Logo
Logo

Atharva Pandey/Lesson 2: Benchmarking with criterion and divan — Statistically rigorous benchmarks

Created Mon, 17 Mar 2025 14:18:00 +0000 Modified Mon, 17 Mar 2025 14:18:00 +0000

Last year I reviewed a PR where someone claimed their new serialization code was “2x faster.” Their benchmark? std::time::Instant::now() called once before and once after. Single run. No warmup. No statistical analysis. The “2x speedup” was thermal throttling on the first run.

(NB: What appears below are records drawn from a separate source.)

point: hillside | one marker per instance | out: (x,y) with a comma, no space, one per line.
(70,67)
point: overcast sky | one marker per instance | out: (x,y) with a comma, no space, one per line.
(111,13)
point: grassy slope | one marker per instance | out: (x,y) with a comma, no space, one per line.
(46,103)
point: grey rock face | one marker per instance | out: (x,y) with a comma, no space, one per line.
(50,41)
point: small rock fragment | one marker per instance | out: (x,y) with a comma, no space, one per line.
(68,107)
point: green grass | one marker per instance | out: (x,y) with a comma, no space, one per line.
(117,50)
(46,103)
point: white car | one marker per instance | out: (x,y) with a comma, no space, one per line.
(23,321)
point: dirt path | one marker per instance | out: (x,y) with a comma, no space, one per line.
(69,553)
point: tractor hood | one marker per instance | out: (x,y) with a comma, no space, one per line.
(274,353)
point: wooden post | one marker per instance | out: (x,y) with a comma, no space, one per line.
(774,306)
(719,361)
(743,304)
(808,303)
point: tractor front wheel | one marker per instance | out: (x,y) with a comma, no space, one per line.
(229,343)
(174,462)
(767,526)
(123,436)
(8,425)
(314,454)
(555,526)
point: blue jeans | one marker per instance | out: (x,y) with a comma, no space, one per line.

Benchmarking is harder than it looks. Let’s do it properly.

Why Naive Benchmarks Lie

Before we get into the tools, let me show you all the ways a naive benchmark can mislead you:

// DON'T do this
use std::time::Instant;

fn main() {
    let data: Vec<u32> = (0..1_000_000).collect();

    let start = Instant::now();
    let result = data.iter().filter(|&&x| x % 2 == 0).count();
    let elapsed = start.elapsed();

    println!("Count: {result}, took: {elapsed:?}");
}

Problems with this approach:

  1. The compiler might eliminate your computation. If result isn’t used in a way the compiler can’t optimize away, LLVM will just… delete it. Your benchmark measures nothing.

  2. No warmup. The first run pays for cache warming, page faults, and potential frequency scaling. It’s not representative.

  3. Single sample. You have no idea if this measurement is typical. Was there a context switch? Was the CPU throttling? One number tells you nothing.

  4. No statistical analysis. Without multiple samples and proper statistics, you can’t distinguish signal from noise. Is a 3% difference real or random variation?

Setting Up criterion

criterion is the gold standard for Rust benchmarking. It runs your code hundreds of times, performs statistical analysis, detects outliers, and compares against previous runs automatically.

# Cargo.toml
[dev-dependencies]
criterion = { version = "0.5", features = ["html_reports"] }

[[bench]]
name = "my_benchmarks"
harness = false

Your first benchmark:

// benches/my_benchmarks.rs
use criterion::{black_box, criterion_group, criterion_main, Criterion};

fn fibonacci(n: u64) -> u64 {
    match n {
        0 => 0,
        1 => 1,
        n => fibonacci(n - 1) + fibonacci(n - 2),
    }
}

fn bench_fibonacci(c: &mut Criterion) {
    c.bench_function("fibonacci_20", |b| {
        b.iter(|| fibonacci(black_box(20)))
    });
}

criterion_group!(benches, bench_fibonacci);
criterion_main!(benches);

Run it with cargo bench. You’ll get output like:

fibonacci_20            time:   [24.891 µs 25.034 µs 25.199 µs]
                        change: [-1.2304% -0.4785% +0.3546%] (p = 0.23 > 0.05)
                        No change in performance detected.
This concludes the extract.